Sidney Howard - Career

Career

A particular admirer of the understated realism of French playwright Charles Vildrac, Howard adapted two of his plays into English, under the titles, S. S. Tenacity (1929) and Michael Auclair (1932). One of his greatest successes on Broadway was an adaptation of a French comedy by Rene Fauchois, The Late Christopher Bean. In 1921, Howard had his first Broadway production, with a neo-romantic verse drama, Swords, which failed to win approval from either audiences or critics. It was with his realistic romance, They Knew What They Wanted in 1924 that Howard found recognition. The story of a middle-aged Italian vineyard owner who woos a young woman by mail with a false snapshot of himself, married her, and then forgives her when she becomes pregnant by one of his farm hands, it was praised for its non-judgmental and unmelodramatic view of adultery, and its warm-hearted, tolerant view of all its characters. The play won the 1925 Pulitzer Prize for Drama, was thrice adapted into film (1928, 1930, and 1940) and later became the Broadway musical, The Most Happy Fella. Lucky Sam McCarver, a coolly observed, unsentimental account of the marriage of a New York speakeasy owner on his way up in the world with a self-destructive socialite on her way down, failed to attract audiences but won the admiration of some reviewers. The Silver Cord, a drama about a mother who is pathologically close to her sons and works to undermine their romances, was one of the most successful plays of the 1926-27 Broadway season. Yellow Jack an historical drama about the war against yellow fever was praised for its high purpose and innovative staging when it premiered in 1934.

A prolific writer, and a founding member of the Playwrights' Company, he wrote or created more than seventy plays; he also directed and produced a number of works.

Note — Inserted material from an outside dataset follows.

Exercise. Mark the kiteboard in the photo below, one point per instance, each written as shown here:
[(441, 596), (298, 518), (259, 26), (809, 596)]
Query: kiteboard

In 1922 he married actress Clare Eames (1896–1930) who had played the female lead in Swords. She went on to star in Howard's Lucky Sam McCarver (1925), and Ned McCobb's Daughter (1926) on Broadway, and The Silver Cord in London (1927). Clare Eames was the niece of opera singer Emma Eames on her father's side, and of the inventor Hiram Percy Maxim on her mother's side, and a granddaughter of former Maryland governor, William Thomas Hamilton. Howard and Eames had a daughter, Jennifer Howard. They separated in 1927, and Howard's anger and frustration at the disintegration of his marriage is reflected in his bitter satire of modern matrimony, Half Gods (1929). Following the unexpected death of Eames in 1930, Sidney Howard married Leopoldine (Polly) Damrosch, daughter of the conductor Walter Johannes Damrosch in 1931, with whom he had three children.

Hired by Samuel Goldwyn, Howard worked in Hollywood, writing a number of very successful screenplays. In 1932, Howard was nominated for an Academy Award for his adaptation of the Sinclair Lewis novel Arrowsmith, and again in 1936 for Dodsworth, which he had adapted for the stage in 1934.

Howard wrote the stage adaption of Humphrey Cobb's novel Paths of Glory which played on Broadway in 1935. The play was a flop because of its harsh anti-war scenes that alienated the audience, as a WWI veteran Howard wanted to show the horrors of war. Convinced that the novel should be filmed, Howard wrote, β€œIt seems to me that our motion picture industry must feel something of a sacred obligation to make the picture.” In 1957 Stanley Kubrick did just that with his film Paths of Glory. Howard's screenplay for Gone with the Wind echoed, perhaps, Paths of Glory, with an unflinching look at the horrors of war.

Posthumously, he won the 1939 Academy Award for Writing Adapted Screenplay for Gone with the Wind (he was the only one honored, despite the fact that his script was revised by several other writers). This was the first time a posthumous nominee for any Oscar won the award.